On the other hand, steps were taken to address the problem as soon as the BBC was made aware of it; it is obvious that senior personnel have taken the case extremely seriously. The offending material was swiftly removed from the iPlayer and the memo was circulated to journalists to remind them of the legal position. Counsel for the BBC also relied on the general reputation of the BBC and its staff for acting responsibly and to the isolated nature of the incident. He submitted that the BBC had taken the matter to heart and responded appropriately. It was highly unlikely that this would ever be repeated; all the journalists concerned have learned a salutary lesson. The BBC is a public service provider, funded by the licence fee, and any fine will detract from the services it can provide.

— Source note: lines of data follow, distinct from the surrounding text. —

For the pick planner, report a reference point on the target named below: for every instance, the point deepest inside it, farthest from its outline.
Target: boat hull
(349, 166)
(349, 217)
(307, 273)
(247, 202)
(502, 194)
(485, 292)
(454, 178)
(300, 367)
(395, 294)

The Court thought that ‘there is an obvious danger that if the BBC is seen to be treated too leniently, it will send out the wrong message to those with a more cavalier attitude towards restrictions on reporting, recording and broadcasting court proceedings; on the other hand, the sentence must be fair and proportionate.’
In assessing the final penalty, the Court held:
‘Standing back, and making an overall assessment, we consider that but for the early acceptance of liability and the apology a fine in the order of £40,000 – £45,000 would have been merited. Discounting by approximately 1/3 for those matters, we will order that the BBC should pay a fine of £28,000.’
This case should stand as a warning to all that court proceedings must never be broadcast without permission, failing to heed this warning could be a costly reputational and financial mistake.